His Unknown Heir(31)
‘I didn’t want Matty to grow up feeling that he wasn’t good enough to be part of the illustrious Velaquez family.’ She voiced the fear that had gnawed at her. ‘Children need to feel valued.’ It was something she had learned when her father had left and she had realised how unimportant she was to him. ‘Although you might have been willing to marry for duty, I wasn’t.’
‘You thought it better to bring Mateo up without a father?’ Ramon accused her scathingly. ‘What right did you have to deny him one of his parents? Did you ever think about what he might want?’
Lauren paled. She had felt guilty that Matty would grow up without a father, but it had seemed preferable to an uninterested father whom she had feared would regard fatherhood as an irksome duty.
‘And how much more of his life were you going to steal from me?’ Ramon demanded furiously. ‘Would you ever have told me about him?’ His blood ran cold. ‘Or was that chance remark by Alistair Gambrill the only reason I discovered my child’s existence?’
When she did not answer, he glared at her with bitter contempt.
‘Dios! You slept with me last night, and even then you said nothing. What was all that about, anyway? Were you using me as a stud, in the hope of conceiving a sibling for Mateo?’

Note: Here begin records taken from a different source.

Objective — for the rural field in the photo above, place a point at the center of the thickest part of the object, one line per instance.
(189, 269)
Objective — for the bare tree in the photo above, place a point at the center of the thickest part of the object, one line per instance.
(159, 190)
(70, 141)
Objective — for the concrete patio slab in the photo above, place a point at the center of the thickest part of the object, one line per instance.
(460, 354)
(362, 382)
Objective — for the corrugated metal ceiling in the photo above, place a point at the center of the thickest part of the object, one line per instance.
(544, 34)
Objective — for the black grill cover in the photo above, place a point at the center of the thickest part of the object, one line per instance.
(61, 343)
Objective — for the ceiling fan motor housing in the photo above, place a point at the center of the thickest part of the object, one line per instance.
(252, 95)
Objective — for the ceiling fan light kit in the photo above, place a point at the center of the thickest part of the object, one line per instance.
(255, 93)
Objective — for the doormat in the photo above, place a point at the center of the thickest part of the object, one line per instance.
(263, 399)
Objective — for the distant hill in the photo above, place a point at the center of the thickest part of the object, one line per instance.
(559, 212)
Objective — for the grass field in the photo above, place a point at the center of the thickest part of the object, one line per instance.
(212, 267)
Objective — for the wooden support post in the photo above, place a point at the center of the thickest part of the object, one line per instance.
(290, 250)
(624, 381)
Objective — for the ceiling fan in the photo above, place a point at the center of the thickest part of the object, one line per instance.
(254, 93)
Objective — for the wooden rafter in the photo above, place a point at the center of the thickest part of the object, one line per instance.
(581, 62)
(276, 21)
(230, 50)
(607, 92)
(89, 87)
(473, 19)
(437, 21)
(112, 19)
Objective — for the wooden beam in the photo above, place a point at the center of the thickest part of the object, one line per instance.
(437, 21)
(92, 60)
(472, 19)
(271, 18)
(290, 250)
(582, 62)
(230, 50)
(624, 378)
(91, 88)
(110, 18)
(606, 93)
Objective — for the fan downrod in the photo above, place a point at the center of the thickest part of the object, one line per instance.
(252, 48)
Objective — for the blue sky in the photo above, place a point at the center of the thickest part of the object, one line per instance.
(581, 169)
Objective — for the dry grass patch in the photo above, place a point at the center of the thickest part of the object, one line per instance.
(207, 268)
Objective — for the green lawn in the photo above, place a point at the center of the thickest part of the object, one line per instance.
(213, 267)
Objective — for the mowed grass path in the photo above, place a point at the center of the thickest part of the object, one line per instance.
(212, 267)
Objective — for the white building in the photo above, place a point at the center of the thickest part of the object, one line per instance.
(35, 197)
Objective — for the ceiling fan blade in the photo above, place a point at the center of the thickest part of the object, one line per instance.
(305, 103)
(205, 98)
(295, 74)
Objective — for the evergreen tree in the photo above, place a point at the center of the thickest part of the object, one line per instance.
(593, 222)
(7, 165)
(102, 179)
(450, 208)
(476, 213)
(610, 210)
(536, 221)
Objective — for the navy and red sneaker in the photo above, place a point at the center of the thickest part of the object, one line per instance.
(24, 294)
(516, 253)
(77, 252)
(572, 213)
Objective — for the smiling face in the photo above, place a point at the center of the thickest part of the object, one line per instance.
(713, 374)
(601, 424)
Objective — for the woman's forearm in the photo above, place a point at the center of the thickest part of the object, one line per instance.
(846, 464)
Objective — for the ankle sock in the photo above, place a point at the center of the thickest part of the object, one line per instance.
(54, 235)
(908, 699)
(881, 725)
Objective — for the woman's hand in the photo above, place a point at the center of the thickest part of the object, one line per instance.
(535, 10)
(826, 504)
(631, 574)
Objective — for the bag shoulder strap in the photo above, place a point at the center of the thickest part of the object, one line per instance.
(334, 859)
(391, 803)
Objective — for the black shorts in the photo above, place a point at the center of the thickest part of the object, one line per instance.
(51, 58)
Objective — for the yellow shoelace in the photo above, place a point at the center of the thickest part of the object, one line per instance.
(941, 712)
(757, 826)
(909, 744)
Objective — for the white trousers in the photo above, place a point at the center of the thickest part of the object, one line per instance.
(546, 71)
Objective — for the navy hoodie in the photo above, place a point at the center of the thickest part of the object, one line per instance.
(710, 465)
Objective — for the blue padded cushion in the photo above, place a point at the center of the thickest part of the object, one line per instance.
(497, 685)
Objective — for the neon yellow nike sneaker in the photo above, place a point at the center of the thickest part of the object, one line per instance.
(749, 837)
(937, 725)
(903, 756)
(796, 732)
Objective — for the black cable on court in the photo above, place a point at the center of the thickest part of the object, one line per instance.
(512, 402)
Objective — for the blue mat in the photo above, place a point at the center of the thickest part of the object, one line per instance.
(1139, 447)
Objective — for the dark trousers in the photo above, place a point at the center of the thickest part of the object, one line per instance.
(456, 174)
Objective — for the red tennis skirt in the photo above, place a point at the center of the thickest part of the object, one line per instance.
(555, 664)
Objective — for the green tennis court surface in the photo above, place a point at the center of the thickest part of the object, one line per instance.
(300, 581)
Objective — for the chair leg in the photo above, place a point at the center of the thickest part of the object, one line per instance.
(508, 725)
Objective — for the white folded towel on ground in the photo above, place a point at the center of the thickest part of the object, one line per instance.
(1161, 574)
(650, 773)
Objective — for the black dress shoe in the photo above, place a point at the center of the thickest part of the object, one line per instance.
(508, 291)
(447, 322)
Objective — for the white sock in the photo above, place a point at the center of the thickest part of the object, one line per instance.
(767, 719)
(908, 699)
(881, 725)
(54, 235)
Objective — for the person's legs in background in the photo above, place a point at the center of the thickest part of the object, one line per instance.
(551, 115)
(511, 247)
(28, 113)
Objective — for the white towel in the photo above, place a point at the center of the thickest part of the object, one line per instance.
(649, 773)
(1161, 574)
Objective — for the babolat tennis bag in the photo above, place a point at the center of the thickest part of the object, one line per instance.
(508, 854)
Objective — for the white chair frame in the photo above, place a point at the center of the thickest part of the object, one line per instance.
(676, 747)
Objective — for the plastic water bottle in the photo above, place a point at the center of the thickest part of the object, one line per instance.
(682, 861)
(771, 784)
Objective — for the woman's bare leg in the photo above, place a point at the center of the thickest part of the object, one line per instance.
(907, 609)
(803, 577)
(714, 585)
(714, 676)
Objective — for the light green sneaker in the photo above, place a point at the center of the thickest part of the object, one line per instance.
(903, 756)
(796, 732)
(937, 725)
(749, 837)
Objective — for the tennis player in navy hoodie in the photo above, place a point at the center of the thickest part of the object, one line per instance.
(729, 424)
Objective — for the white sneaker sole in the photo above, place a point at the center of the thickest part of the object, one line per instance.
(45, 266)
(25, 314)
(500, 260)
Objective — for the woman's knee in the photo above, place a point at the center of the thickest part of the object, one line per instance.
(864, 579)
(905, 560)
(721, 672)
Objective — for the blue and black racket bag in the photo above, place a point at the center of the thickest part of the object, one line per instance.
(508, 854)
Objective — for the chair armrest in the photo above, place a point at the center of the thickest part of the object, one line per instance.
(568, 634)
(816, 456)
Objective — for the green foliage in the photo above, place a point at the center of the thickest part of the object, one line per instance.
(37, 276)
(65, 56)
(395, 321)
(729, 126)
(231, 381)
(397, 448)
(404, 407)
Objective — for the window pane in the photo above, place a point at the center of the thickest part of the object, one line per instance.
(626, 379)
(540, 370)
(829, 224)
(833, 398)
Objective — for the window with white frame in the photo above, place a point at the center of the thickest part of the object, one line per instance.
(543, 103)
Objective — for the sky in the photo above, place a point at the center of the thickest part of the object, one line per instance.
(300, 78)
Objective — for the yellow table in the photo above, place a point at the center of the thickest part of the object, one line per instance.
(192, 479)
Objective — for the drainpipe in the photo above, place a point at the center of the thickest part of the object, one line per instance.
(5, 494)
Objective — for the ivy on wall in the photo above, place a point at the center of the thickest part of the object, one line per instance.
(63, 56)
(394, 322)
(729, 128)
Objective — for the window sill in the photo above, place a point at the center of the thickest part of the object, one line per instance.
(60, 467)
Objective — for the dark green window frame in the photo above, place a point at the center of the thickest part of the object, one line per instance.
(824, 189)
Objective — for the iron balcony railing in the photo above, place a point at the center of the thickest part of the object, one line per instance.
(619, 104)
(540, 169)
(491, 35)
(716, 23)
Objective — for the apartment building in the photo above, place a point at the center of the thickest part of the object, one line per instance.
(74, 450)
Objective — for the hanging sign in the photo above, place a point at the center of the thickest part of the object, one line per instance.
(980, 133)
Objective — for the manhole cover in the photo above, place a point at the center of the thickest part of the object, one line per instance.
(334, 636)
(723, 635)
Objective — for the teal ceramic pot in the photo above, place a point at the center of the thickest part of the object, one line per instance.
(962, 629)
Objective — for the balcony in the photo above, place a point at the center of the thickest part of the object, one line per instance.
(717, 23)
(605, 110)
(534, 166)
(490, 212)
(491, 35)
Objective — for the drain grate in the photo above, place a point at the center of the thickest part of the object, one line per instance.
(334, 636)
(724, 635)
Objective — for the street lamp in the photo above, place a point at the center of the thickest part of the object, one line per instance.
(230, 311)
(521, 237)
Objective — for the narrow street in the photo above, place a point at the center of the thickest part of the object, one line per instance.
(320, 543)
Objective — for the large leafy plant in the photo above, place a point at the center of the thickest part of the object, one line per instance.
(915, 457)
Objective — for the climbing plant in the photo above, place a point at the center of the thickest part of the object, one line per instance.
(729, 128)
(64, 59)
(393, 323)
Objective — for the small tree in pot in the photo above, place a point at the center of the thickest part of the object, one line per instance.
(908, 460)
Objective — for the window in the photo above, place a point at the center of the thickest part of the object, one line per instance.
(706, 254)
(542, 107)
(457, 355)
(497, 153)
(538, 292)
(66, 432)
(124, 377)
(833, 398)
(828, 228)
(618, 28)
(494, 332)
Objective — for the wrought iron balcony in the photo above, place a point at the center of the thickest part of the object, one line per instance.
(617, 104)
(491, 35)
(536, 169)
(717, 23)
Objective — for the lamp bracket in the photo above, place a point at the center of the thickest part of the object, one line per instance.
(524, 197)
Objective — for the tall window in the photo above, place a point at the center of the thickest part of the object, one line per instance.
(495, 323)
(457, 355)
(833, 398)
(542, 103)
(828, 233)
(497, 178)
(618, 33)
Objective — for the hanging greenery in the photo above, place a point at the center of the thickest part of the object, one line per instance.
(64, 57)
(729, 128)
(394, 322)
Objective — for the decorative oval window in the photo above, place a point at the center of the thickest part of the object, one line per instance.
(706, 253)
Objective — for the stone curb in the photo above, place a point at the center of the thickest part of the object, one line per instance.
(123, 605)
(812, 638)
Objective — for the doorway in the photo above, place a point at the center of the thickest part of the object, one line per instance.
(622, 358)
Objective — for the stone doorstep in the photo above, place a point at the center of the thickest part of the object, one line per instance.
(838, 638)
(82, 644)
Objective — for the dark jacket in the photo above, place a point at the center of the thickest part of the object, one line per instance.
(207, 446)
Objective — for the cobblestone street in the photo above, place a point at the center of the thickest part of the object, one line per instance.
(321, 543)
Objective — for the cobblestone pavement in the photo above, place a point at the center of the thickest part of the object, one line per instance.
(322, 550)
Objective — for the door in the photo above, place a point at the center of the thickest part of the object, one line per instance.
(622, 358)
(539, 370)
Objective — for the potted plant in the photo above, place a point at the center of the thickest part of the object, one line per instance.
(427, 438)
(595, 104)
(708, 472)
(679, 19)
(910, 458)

‘No! Don’t be ridiculous.’ Lauren’s temper flared at his outrageous accusation. ‘You came on to me, if you remember. You danced with me all evening, and took me up to your room.’
‘You came willingly enough.’
‘Only because Guy had upset me. I never intended for things to turn out the way they did.’ She looked away from him, colour flooding her cheeks—because she was lying, she admitted bleakly.
During the ball she had been intensely aware of Ramon, and deep down she had longed for him to take her to his room and make love to her. Even now she was acutely conscious of him. Her traitorous body ached for him to touch her as he had touched her last night. The memory of how he had stroked his hands over her naked flesh and brought her to the peak of arousal with his clever fingers made her limbs tremble.
Ramon raked his hand through his hair and swung away from her, pacing around the small living room like an angry caged bear. ‘Who cares for Mateo while you are at work all day? You told me your mother lives in Jersey, so presumably she is not involved in his upbringing?’
‘He is in a daycare nursery. It’s an excellent nursery—the absolute best,’ she continued quickly, when Ramon frowned. The nursery fees were exorbitant, but she was happy to pay them for peace of mind that Matty was happy and well cared for.
‘And when did you return to work?’
‘When he was three months old.’
‘Dios mio! You dumped him in daycare when he was just three months old?’ There was genuine horror in Ramon’s eyes. ‘My sisters did not leave their babies’ sides for the first years of their lives.’
Lauren gave him a startled look. ‘I didn’t even know you had sisters. In all the months that we were together you never spoke about your family.’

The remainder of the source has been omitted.